Like real estate, travel is all about location, location, location. From our La Rambla hotel we were within walking distance of the Barrio Gotico (Gothic District which housed both the Barcelona Cathedral and the Picasso Museum), la Eixample (literally 'The Expansion" Barcelona's Modernisma district with its buildings by local son, the famous architect , Antonio Gaudi), la Bouqeria one of the largest open air markets in all of Europe, as well the beaches of Barcelonetta known for its many nightclubs and restaurants located along its boardwalk.

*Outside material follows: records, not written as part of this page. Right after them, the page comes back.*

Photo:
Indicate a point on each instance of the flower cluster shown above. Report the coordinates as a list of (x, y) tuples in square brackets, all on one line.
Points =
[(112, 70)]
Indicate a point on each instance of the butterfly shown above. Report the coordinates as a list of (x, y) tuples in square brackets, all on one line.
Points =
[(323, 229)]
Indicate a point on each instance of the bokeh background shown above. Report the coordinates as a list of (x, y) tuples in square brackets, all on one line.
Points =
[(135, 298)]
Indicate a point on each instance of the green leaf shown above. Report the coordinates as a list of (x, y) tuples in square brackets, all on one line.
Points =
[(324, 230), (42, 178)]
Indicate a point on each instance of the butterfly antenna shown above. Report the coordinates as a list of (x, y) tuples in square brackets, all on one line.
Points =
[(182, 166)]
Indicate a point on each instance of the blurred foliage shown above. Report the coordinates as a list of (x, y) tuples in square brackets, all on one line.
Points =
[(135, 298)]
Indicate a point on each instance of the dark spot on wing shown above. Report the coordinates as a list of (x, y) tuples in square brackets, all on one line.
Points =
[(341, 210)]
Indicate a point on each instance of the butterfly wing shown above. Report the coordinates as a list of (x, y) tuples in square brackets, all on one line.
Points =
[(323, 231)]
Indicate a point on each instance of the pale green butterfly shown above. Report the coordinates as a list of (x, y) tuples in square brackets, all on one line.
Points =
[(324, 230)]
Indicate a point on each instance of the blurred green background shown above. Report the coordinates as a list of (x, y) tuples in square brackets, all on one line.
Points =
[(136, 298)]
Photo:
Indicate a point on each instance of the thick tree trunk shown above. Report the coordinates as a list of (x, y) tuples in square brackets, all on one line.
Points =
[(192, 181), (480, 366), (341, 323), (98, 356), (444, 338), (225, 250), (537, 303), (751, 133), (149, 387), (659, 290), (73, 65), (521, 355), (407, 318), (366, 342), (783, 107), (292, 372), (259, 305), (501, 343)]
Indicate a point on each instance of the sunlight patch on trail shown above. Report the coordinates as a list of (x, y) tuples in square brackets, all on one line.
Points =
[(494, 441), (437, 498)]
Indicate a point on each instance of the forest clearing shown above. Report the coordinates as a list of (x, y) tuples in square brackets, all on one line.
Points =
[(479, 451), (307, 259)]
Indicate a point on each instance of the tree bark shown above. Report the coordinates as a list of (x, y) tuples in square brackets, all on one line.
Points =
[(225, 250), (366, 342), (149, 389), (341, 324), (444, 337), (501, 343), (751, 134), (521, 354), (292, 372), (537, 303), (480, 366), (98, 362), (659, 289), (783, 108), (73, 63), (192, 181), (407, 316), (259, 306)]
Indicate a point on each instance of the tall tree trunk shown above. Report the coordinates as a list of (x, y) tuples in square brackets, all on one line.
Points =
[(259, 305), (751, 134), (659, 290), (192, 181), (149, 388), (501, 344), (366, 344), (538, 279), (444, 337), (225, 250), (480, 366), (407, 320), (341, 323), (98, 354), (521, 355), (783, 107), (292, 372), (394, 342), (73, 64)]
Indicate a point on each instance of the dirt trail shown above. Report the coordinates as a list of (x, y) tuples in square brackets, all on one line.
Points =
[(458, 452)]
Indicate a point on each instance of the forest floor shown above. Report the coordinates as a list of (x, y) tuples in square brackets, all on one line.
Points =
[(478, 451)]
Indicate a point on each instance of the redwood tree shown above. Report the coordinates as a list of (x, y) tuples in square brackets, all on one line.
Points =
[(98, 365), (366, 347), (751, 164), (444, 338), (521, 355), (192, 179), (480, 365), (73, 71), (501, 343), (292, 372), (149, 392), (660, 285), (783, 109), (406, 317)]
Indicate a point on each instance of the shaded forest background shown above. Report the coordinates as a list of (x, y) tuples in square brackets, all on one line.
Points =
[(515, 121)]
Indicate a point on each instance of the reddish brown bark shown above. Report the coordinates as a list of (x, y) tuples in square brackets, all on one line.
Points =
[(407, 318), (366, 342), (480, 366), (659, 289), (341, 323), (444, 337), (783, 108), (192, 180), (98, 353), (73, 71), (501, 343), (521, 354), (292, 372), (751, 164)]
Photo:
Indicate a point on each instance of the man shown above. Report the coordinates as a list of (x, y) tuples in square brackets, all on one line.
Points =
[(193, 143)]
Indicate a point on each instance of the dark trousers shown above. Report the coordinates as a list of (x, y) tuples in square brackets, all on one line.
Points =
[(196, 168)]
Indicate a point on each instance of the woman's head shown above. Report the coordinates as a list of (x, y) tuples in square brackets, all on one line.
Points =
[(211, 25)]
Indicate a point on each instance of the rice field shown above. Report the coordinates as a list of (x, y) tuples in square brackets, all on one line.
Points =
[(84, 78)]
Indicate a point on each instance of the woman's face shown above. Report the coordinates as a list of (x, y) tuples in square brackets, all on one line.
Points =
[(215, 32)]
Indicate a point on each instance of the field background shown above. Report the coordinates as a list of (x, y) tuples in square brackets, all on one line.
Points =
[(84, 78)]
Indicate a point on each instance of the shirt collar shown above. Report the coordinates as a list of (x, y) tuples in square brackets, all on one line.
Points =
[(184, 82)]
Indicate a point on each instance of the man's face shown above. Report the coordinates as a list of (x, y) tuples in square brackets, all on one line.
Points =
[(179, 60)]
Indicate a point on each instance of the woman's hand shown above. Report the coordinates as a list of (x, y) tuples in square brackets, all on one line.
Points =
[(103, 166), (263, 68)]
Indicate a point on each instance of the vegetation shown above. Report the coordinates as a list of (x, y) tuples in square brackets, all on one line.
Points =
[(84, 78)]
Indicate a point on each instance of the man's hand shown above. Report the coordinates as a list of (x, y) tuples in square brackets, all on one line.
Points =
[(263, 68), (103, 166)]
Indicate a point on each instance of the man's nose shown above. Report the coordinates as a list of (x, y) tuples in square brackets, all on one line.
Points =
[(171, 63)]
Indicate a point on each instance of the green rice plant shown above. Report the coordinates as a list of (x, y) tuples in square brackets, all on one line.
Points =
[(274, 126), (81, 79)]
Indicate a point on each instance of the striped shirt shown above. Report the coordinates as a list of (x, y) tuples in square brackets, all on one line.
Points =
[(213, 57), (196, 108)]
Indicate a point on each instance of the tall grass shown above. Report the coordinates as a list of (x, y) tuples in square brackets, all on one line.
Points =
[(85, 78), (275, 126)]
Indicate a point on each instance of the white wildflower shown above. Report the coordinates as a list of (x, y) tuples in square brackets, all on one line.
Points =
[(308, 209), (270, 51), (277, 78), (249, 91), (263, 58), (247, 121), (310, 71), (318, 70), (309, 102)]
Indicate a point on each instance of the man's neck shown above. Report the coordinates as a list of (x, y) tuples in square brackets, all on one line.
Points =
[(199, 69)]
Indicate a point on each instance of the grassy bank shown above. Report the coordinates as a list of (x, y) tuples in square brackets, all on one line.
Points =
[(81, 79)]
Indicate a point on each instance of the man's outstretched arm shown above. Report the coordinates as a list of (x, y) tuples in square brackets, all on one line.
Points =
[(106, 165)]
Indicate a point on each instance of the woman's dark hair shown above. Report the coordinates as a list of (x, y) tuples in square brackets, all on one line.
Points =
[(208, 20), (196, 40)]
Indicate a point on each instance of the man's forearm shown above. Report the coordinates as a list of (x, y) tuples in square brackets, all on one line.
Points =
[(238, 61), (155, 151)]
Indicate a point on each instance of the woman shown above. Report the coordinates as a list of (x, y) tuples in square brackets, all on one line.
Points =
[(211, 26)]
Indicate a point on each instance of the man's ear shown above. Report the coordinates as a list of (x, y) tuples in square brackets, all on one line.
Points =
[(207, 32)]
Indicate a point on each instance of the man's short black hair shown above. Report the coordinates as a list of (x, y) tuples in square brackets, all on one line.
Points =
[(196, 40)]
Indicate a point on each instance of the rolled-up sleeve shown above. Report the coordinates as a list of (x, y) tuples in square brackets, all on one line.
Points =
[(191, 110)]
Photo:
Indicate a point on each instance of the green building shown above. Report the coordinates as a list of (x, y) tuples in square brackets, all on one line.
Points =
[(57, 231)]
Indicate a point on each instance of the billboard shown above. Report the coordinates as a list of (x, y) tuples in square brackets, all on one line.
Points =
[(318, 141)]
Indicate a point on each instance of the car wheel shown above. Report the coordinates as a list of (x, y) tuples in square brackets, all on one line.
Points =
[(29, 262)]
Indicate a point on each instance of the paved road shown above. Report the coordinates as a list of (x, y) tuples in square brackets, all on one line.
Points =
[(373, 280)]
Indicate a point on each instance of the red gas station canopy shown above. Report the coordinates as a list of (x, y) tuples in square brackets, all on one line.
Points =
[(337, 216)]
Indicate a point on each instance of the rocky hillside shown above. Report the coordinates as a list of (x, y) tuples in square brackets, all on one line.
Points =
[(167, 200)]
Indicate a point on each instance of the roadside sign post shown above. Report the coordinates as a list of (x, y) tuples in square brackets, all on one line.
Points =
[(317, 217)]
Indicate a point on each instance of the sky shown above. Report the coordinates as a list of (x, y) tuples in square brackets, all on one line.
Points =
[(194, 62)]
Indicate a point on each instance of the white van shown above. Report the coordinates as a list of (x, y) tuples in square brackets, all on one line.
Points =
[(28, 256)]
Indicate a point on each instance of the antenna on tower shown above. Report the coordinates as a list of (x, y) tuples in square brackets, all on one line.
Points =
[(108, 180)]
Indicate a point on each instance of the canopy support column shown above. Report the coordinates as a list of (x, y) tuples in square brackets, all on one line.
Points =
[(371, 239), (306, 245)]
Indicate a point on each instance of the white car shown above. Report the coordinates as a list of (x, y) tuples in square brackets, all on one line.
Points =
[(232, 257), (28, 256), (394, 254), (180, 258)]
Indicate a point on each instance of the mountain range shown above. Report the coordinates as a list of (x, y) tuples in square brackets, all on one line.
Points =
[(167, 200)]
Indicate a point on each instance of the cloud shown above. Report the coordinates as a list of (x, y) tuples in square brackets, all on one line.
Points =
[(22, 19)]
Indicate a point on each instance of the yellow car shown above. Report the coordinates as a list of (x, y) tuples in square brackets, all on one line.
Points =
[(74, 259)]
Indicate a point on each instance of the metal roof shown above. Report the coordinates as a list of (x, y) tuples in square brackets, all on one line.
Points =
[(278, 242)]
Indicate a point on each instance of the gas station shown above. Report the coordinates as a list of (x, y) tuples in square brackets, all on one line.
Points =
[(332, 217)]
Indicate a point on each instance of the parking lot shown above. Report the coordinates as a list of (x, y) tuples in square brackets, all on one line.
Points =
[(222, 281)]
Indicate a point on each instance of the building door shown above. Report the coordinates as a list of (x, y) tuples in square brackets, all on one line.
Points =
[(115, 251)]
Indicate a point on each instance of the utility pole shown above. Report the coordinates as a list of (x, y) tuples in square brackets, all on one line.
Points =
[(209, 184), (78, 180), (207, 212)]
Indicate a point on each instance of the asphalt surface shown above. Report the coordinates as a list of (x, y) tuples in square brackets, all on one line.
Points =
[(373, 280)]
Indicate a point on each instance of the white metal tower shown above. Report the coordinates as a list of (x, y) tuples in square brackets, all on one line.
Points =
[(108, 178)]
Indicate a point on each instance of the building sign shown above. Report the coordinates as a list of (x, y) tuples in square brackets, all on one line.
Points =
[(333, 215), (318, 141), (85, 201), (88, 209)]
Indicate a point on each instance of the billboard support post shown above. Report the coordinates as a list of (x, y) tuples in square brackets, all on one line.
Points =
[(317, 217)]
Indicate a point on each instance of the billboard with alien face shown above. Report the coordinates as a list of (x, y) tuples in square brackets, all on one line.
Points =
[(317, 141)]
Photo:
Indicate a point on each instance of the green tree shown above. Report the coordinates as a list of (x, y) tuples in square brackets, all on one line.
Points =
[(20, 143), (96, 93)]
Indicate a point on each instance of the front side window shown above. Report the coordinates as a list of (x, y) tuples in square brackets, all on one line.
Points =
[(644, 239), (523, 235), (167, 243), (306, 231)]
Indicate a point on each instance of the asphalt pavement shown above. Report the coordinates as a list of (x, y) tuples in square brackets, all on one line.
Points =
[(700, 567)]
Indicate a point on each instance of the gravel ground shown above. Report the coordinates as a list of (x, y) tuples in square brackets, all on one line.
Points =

After check in at the hotel, we headed out for a tapas bar. Tapas (or 'little plates') are prepared appetizers and are often enjoyed with cava (local champagne) or sangria - we happily enjoyed both. Feeling the effects of both the cava and jet lag, we headed east towards the Mediterranean, where the great boulevard ends. There, high on an obelisk and pointing out to sea, is the statue of Christopher Columbus. (an Italian who finally received funding for his explorations by the great Spanish King and Queen Ferdinand and Isabella, departed from Barcelona harbor August 3, 1492). I stood in front of the statue, with the same view of Columbus, towards the new world. As a very amateur genealogist, I am often amazed at all the people all over the world who had to meet, fall in love and have children so I could some day be born. What Columbus did was even bigger without him literally billions of people would never have the same opportunities I know I often take for granted.